Researchers and historians wanting to know more about civic service and volunteerism in America will soon be able to turn to new archives at IUPUI.
The National Service Archives, a collection within the Ruth Lilly Special Collections and Archives at University Library, will be filled with documents not available elsewhere that tell the stories of civic service and volunteerism in America.
Items include documents from the Corporation for National and Community Service; papers from leaders like Sen. Harris Wofford, who helped create the Peace Corps and AmeriCorps; and stories and documents from volunteers themselves.
"It will be the one and only place to find materials like these," said Leslie Lenkowsky, a former chief executive officer for the Corporation for National Community Service and an IU professor emeritus. His papers will also be part of the collection.

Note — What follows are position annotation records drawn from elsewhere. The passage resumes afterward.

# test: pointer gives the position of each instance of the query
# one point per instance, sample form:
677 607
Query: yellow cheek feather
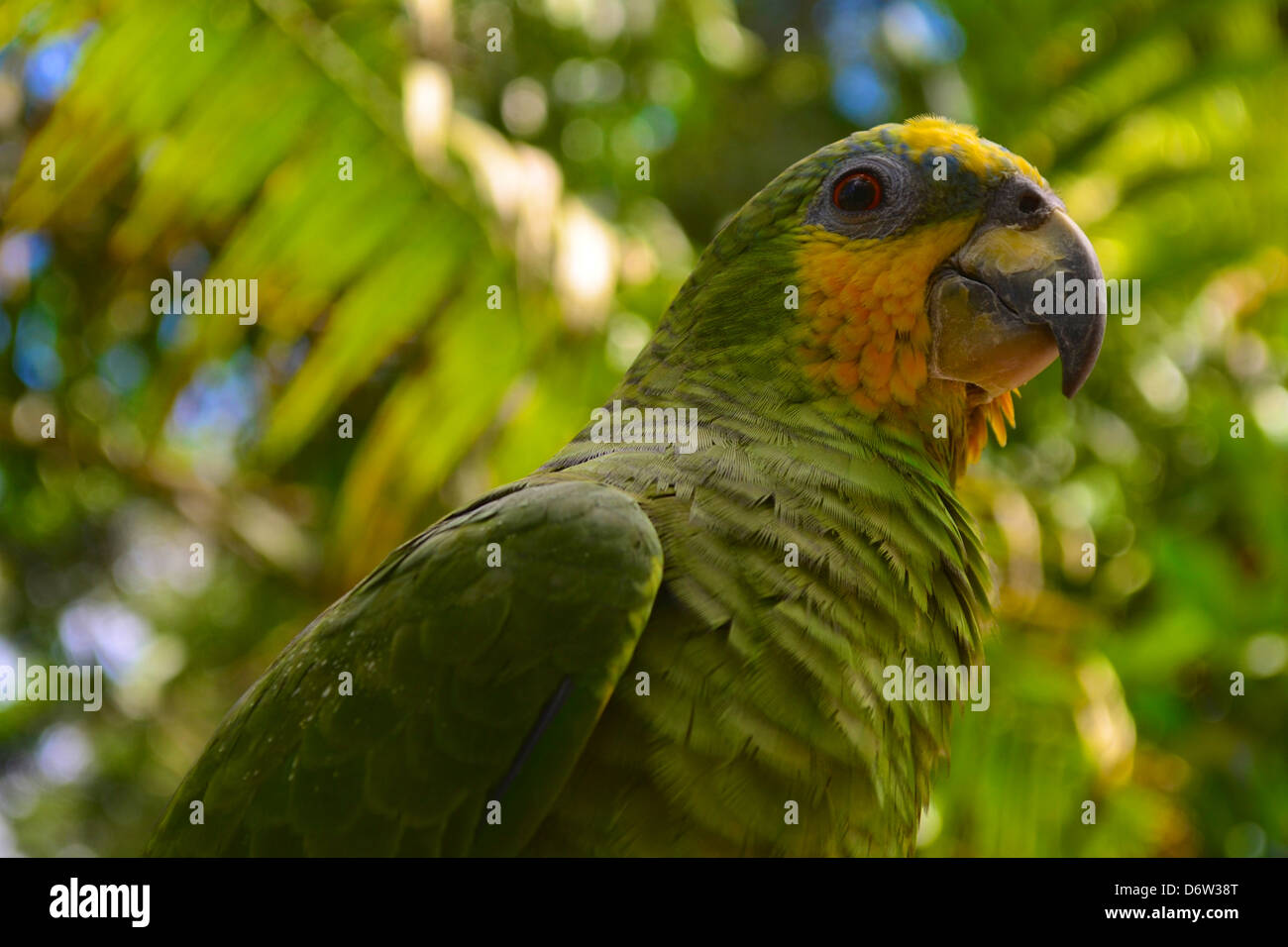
864 333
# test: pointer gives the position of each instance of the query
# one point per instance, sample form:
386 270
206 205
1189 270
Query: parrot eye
857 191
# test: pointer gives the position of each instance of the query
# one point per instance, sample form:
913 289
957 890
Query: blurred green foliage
518 169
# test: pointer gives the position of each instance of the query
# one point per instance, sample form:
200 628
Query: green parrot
675 637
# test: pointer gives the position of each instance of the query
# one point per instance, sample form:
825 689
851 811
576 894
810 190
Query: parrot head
896 274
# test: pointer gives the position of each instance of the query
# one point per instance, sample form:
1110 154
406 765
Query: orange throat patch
864 333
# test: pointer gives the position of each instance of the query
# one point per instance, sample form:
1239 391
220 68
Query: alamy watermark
206 296
1077 296
649 425
936 684
76 684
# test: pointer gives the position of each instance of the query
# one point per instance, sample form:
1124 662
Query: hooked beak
995 322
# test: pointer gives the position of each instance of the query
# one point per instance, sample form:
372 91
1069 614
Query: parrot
679 647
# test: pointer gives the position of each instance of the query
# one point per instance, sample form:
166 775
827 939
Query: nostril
1029 202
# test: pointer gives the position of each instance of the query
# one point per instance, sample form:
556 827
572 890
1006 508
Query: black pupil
855 193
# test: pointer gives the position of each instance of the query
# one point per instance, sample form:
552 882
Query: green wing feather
472 684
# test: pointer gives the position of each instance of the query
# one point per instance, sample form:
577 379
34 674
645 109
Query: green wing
472 684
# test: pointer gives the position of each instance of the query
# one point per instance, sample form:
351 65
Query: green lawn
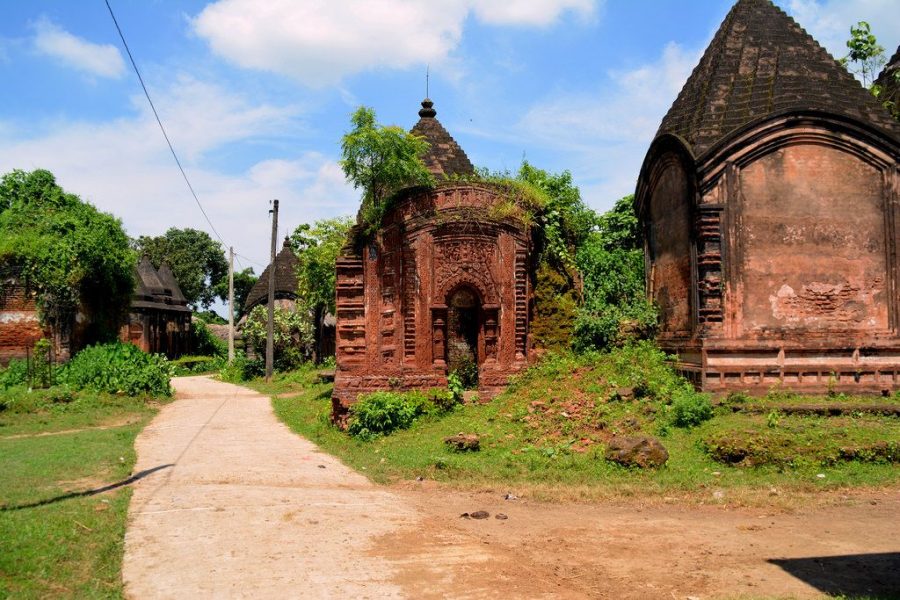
57 539
546 438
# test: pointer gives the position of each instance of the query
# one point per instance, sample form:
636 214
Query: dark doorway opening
463 328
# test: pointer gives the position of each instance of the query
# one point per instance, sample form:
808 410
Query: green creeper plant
197 261
865 54
68 253
381 160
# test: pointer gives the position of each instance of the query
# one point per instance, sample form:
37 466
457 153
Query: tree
381 160
865 53
243 282
197 261
317 248
74 256
611 262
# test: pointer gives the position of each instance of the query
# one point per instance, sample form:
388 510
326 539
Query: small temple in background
159 319
442 285
769 202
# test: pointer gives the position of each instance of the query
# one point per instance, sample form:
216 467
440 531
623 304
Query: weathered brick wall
812 244
392 313
20 326
669 248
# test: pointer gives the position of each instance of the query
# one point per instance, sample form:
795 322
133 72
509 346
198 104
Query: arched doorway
463 332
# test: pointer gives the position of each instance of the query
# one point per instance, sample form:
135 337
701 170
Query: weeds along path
248 509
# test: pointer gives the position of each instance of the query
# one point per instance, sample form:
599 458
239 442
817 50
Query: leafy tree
611 262
564 221
293 336
381 160
317 247
71 254
197 261
865 54
888 92
243 282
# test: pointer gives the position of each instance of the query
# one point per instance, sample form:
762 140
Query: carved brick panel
710 311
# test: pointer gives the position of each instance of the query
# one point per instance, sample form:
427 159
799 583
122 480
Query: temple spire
427 112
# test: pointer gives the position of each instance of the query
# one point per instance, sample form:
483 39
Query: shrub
118 368
16 373
442 400
293 337
465 370
205 342
192 365
242 369
380 413
690 408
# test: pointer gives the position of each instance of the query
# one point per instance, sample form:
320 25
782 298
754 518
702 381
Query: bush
690 408
380 413
204 342
293 337
16 373
193 365
242 369
118 368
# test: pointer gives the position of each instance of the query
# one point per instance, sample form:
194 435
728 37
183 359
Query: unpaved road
238 506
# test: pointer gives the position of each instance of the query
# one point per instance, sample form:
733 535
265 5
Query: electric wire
159 122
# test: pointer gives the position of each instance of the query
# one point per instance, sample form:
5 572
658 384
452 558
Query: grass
546 437
55 542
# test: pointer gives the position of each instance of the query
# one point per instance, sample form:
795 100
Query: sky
255 96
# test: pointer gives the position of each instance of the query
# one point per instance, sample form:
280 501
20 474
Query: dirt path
247 510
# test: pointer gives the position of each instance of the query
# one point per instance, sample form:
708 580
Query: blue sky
256 95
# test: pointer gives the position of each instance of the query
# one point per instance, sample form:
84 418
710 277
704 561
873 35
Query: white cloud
100 60
536 13
829 21
124 167
607 132
318 42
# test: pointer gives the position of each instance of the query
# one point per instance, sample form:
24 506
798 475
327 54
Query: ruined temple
285 273
442 283
769 205
888 85
286 288
159 320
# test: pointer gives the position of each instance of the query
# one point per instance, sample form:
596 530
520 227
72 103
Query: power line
159 122
249 260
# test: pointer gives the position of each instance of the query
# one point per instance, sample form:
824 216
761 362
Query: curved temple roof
444 156
286 283
760 63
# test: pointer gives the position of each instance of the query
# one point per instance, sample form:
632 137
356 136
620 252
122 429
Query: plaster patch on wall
841 302
18 316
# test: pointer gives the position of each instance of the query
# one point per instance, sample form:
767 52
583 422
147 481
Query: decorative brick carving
709 265
769 202
427 250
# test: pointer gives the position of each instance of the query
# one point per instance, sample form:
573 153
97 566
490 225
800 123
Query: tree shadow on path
851 576
91 492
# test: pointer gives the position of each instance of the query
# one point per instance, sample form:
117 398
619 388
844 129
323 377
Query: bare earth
238 506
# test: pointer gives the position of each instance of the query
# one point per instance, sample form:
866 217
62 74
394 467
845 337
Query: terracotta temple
769 203
441 284
159 320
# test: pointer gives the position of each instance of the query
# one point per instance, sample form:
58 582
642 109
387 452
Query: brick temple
442 283
159 319
769 203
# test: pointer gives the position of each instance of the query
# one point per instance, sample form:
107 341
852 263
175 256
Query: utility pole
230 304
270 327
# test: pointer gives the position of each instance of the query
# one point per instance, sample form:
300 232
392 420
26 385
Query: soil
249 509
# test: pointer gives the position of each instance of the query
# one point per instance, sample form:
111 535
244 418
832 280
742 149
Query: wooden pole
270 327
230 304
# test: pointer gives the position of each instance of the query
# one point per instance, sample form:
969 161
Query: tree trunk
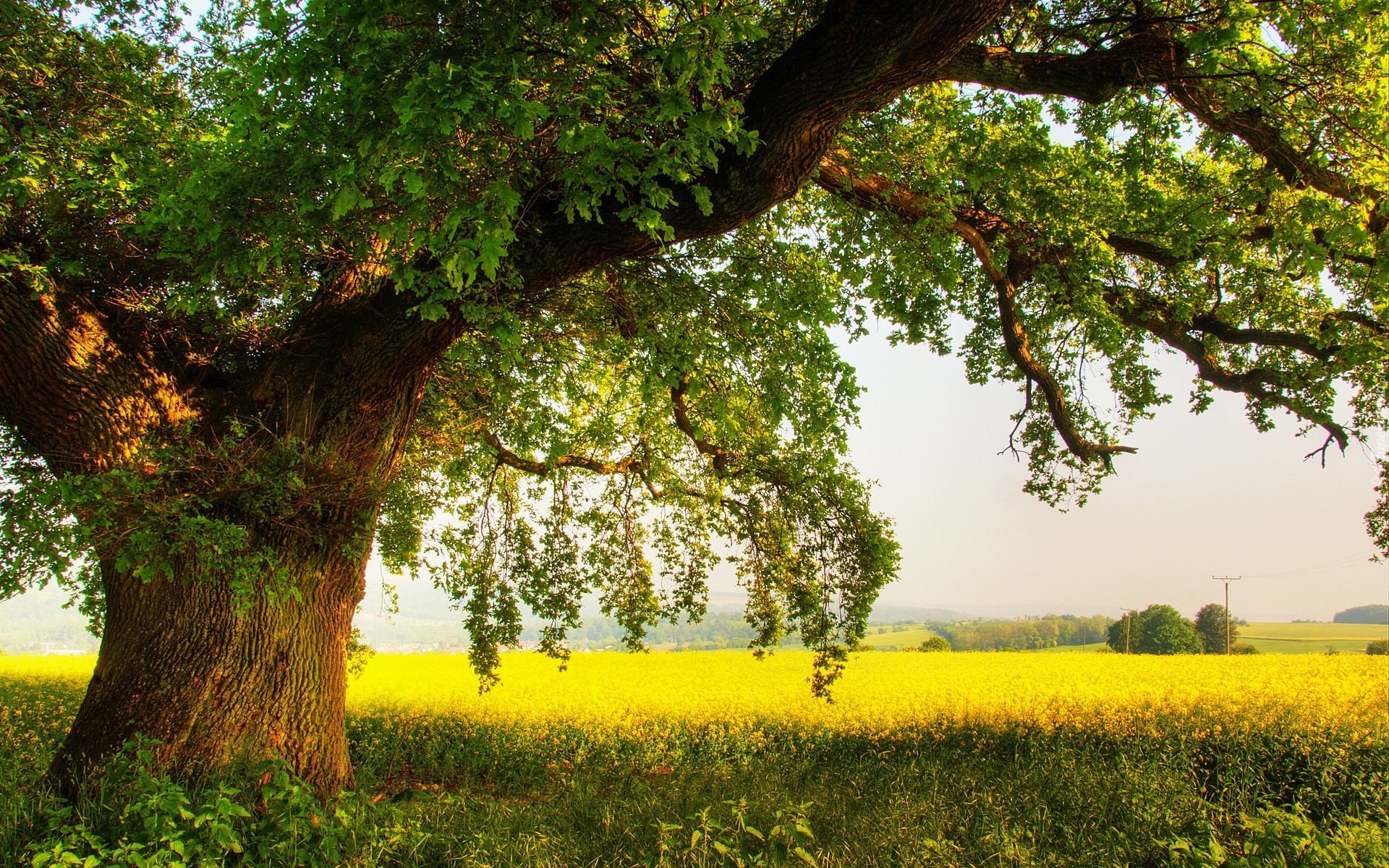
179 664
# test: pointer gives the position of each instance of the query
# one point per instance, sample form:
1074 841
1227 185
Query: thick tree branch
972 226
682 421
1142 310
1149 57
71 386
1159 318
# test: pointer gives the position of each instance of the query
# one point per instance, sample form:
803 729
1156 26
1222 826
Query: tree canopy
542 299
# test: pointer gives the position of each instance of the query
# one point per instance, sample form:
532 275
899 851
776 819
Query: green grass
1312 638
469 793
903 639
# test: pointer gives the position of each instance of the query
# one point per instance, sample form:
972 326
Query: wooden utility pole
1227 579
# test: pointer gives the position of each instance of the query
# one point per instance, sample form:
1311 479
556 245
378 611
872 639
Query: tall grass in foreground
921 760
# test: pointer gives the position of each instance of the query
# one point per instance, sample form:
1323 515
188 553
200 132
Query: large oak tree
540 297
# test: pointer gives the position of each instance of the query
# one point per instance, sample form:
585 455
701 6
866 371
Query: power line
1227 579
1342 563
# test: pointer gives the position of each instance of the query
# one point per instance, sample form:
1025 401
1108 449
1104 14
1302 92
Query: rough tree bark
84 382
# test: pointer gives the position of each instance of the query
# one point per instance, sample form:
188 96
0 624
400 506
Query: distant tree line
1162 629
1364 614
1024 634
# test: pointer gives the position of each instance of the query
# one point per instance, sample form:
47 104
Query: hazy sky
1205 495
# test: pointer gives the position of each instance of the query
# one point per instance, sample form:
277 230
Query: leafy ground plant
1286 838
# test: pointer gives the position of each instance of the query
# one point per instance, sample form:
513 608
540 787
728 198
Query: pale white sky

To mark the creation of the collection, a panel discussion about Indiana University's history of community service will take place at 1:30 p.m. Sept. 27 at University Library. The event -- which is part of the ongoing 200 Festival, the official kick-off to IU’s year-long Bicentennial celebration -- is open to the public, but an RSVP is required.
The panel will include Lenkowsky, IU President Emeritus Thomas Ehrlich, former CEO and co-founder of Service Year Alliance Shirley Sagawa, and IU and AmeriCorps alumna Kathy Souchet-Downey, who is the immigration and grants liaison for Rep. Andre Carson.
Former Indianapolis mayor Stephen Goldsmith, also a former board chair of the Corporation for National and Community Service, will moderate, and IU President Michael A. McRobbie and IUPUI Chancellor Nasser H. Paydar will make remarks.
Following the panel, 20 new members of AmeriCorps will take the oath of service and start their work with Public Allies -- another famous service organization that counts Michelle Obama as one of its former directors in Chicago -- in Indianapolis.
The archives' creation and the panel discussion also tie into the university's Bicentennial celebrations, which Lenkowsky said came together nicely because of IU's long history of community service.
While University Library has long had a philanthropic studies archive, the idea for a broader archive started with Ehrlich, who was one of the people who approached Lenkowsky with the idea.
"Nobody thought about creating an archive before this, but now that AmeriCorps is a mature program with more than a million people who've served and that has a presence in American life, there is a lot of scholarly interest," he said, noting that this year is the program's 25th anniversary.
Lenkowsky added that there is a lot of discussion about a loss of community and polarization in the country, and civic service and volunteering is one way to combat that. And the archives will be a place to learn the lessons of what worked and what didn't in the past.
In addition to the documents and items already gathered for the collection, the hope is that other organizations sponsoring national service will donate to it so it can continue to build out with documents, photographs and oral histories.
Like other service organizations, AmeriCorps has come a long way, and there are all kinds of documents to show that path, Lenkowsky said.
"The good news is that 1 million have served, 5,000 organizations have been created, and the footprint is there," he said. "The bad news is, there could always be more."